- Episode no.: Season 1 Episode 8
- Directed by: Bob Lally
- Written by: Dick Morgan
- Original air date: October 26, 1974

Episode chronology
| ← Previous "Album" | Next → "The Hole" |

= Skylons =

"Skylons" is the eighth episode of the first season of the 1974 American television series Land of the Lost. Written by Dick Morgan and directed by Bob Lally, it first aired in the United States on October 26, 1974, on NBC.

==Plot==
Will and Holly spy a clutch of pink, white, and blue chicken-like creatures and Will tries to catch them, but they are scared off by Holly, who screams after seeing diamond-shaped objects fly around the Pylon.

While signaling with mirrors to Rick, Will realizes the Pylon reacts to the light of his mirror, and together he and Holly head to investigate. On the way they witness Spot get eaten by Grumpy.

At the Pylon, Will flashes his mirror, causing a small pyramidal piece to fall off. When he picks it up, the piece turns out to be extremely heavy, and seems to have a magnetic aversion to being placed back onto the Pylon, but finally reattaches. A doorway appears in the Pylon, and inside can be seen glowing stones. Grumpy returns from having eaten Spot and chases the children into the Pylon. When he tries to bite it, the Pylon emits an electric shock that scares him away.

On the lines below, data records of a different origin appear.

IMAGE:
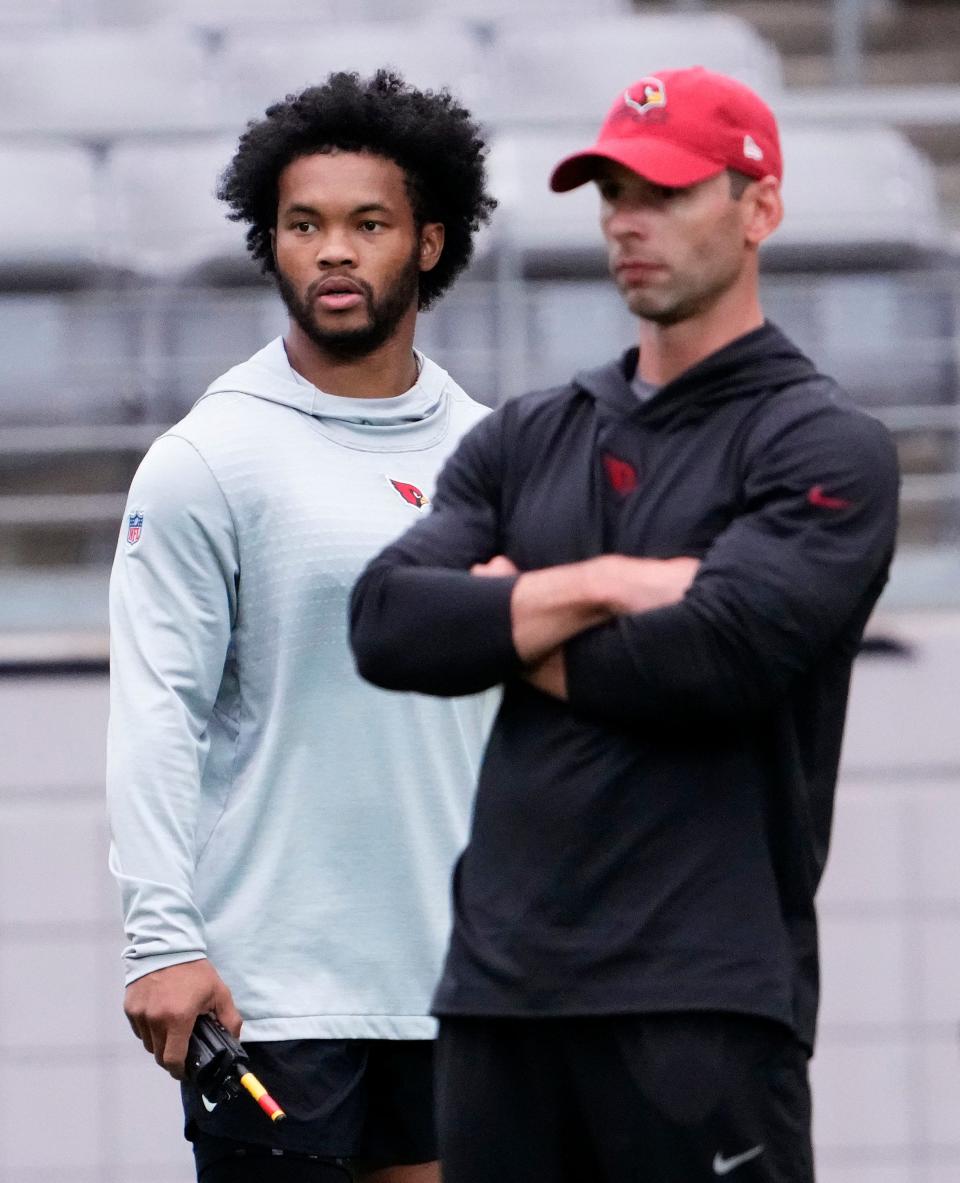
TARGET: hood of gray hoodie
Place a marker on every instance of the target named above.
(414, 419)
(760, 362)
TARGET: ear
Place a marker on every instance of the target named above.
(762, 209)
(431, 245)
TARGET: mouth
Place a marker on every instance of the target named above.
(337, 293)
(636, 270)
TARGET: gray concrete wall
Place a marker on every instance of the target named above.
(81, 1103)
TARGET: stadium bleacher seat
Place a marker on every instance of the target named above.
(66, 344)
(102, 84)
(571, 70)
(253, 71)
(167, 222)
(49, 217)
(855, 195)
(29, 15)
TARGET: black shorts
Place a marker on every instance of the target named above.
(346, 1099)
(678, 1098)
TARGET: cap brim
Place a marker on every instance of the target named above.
(658, 161)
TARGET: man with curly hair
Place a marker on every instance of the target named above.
(283, 832)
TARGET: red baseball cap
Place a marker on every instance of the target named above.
(681, 127)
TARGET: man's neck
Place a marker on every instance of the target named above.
(382, 374)
(668, 350)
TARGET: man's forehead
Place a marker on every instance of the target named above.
(361, 178)
(612, 170)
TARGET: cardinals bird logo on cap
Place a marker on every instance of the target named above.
(654, 95)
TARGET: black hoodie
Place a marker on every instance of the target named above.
(655, 844)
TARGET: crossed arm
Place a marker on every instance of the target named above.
(640, 640)
(551, 606)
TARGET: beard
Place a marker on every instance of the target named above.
(384, 314)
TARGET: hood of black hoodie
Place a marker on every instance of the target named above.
(760, 362)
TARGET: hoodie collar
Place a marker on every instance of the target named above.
(758, 362)
(417, 418)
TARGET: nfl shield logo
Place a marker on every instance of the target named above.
(134, 525)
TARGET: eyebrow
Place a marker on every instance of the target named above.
(369, 207)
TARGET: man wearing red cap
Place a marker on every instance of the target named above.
(669, 564)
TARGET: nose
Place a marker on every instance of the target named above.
(622, 221)
(335, 251)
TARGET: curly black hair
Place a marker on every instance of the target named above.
(426, 133)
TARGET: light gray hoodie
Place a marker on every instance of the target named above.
(269, 808)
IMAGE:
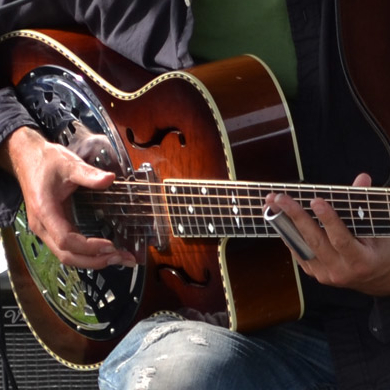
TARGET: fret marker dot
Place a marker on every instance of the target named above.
(361, 213)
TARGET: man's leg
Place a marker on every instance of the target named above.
(167, 353)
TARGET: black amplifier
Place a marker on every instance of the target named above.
(32, 367)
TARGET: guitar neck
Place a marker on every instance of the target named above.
(235, 209)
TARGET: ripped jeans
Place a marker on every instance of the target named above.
(169, 354)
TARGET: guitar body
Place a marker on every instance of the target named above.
(220, 121)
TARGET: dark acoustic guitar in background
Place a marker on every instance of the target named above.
(188, 148)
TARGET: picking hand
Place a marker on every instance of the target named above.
(341, 260)
(48, 174)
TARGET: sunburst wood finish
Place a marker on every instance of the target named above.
(235, 126)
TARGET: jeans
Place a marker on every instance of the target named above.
(168, 354)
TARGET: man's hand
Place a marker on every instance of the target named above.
(341, 260)
(48, 174)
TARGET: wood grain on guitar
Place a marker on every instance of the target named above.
(190, 136)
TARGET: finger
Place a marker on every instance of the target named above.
(362, 180)
(88, 176)
(338, 234)
(108, 256)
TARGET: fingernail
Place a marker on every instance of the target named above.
(114, 260)
(107, 249)
(129, 263)
(279, 199)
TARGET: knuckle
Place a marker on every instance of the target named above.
(61, 242)
(341, 244)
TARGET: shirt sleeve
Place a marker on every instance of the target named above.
(153, 34)
(12, 116)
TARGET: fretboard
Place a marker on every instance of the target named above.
(235, 209)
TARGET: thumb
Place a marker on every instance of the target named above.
(362, 180)
(86, 175)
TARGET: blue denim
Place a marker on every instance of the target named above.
(168, 354)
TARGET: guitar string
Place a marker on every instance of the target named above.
(250, 187)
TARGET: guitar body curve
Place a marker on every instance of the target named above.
(221, 121)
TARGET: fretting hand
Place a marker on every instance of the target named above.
(341, 260)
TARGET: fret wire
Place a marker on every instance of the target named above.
(370, 213)
(351, 213)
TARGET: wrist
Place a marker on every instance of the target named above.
(15, 148)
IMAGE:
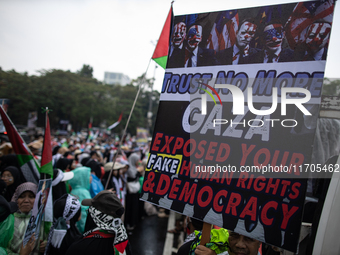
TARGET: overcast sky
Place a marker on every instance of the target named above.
(109, 35)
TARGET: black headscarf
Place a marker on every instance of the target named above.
(63, 163)
(95, 167)
(72, 234)
(18, 179)
(59, 189)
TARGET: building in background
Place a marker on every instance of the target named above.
(116, 78)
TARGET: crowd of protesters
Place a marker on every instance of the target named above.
(96, 206)
(95, 192)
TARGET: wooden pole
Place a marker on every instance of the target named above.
(206, 233)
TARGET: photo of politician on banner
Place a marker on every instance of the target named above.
(233, 138)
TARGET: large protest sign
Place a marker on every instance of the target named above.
(237, 116)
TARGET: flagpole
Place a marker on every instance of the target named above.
(153, 56)
(127, 123)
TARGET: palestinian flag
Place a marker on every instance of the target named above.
(116, 123)
(160, 55)
(29, 166)
(90, 134)
(46, 156)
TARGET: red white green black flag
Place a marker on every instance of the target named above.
(29, 166)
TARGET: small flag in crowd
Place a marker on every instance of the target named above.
(116, 123)
(160, 55)
(29, 167)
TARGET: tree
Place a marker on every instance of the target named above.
(331, 87)
(75, 98)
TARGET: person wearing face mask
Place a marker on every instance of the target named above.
(24, 196)
(240, 51)
(176, 51)
(238, 244)
(273, 36)
(195, 55)
(11, 175)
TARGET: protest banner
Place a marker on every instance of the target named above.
(237, 117)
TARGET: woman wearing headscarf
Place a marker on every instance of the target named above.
(80, 184)
(13, 178)
(64, 231)
(104, 231)
(24, 196)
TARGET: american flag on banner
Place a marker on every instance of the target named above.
(223, 33)
(304, 14)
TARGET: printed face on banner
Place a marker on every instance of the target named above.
(194, 36)
(318, 36)
(245, 33)
(273, 35)
(179, 34)
(233, 138)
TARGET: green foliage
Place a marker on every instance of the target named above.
(331, 87)
(76, 97)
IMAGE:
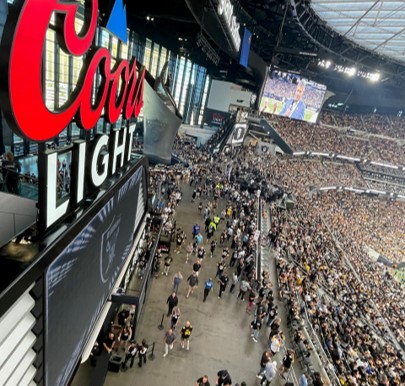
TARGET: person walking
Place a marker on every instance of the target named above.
(220, 268)
(130, 355)
(185, 335)
(172, 301)
(208, 285)
(223, 282)
(177, 279)
(213, 246)
(169, 339)
(275, 344)
(202, 381)
(269, 373)
(168, 261)
(244, 286)
(11, 170)
(193, 283)
(266, 357)
(235, 280)
(223, 378)
(256, 325)
(142, 350)
(288, 360)
(175, 317)
(252, 297)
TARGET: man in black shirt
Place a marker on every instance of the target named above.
(109, 342)
(172, 301)
(11, 170)
(203, 381)
(223, 282)
(223, 378)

Rick goes in search of the children, but is forced to hide when he is pursued by Spike. Inside the Pylon, Holly and Will try touching the stones, which cause rain, thunder, and lightning to fill the jungle. After pressing the yellow stone, the storm dramatically increases and trees start getting blown over. Cha-Ka runs frightened to Rick and together they track Will and Holly's footprints. In the sky Will and Holly see the diamond-shaped objects, as does Rick. It begins to hail and Will is trapped by a falling tree. Rick finds them and helps Will out, but the frightened dinosaurs begin to surround them and the family escapes by jumping into the waterhole.

While in hiding, Rick discovers that the diamonds are flashing colors in the opposite sequence to what Will and Holly touched. He tries to communicate with them using his mirror, but they seem to offer no response. The Marshalls return to the Pylon and touch the stones in the sequence indicated by the diamonds, and the storm comes to an end.

Rick suggest that the diamonds were created by the Altrusians to maintain the pylons. Holly decides to name them Skylons because they resemble the Pylon, but are in the sky.

==Reception==
The online review site Premium Hollywood described "Skylons" in 2009 as a "tight installment" that furthers the mythology of the series.

Film historian Hal Erickson criticized the episode's special effects, saying the storm cloud effect "looks more like something out of a magician's fog machine."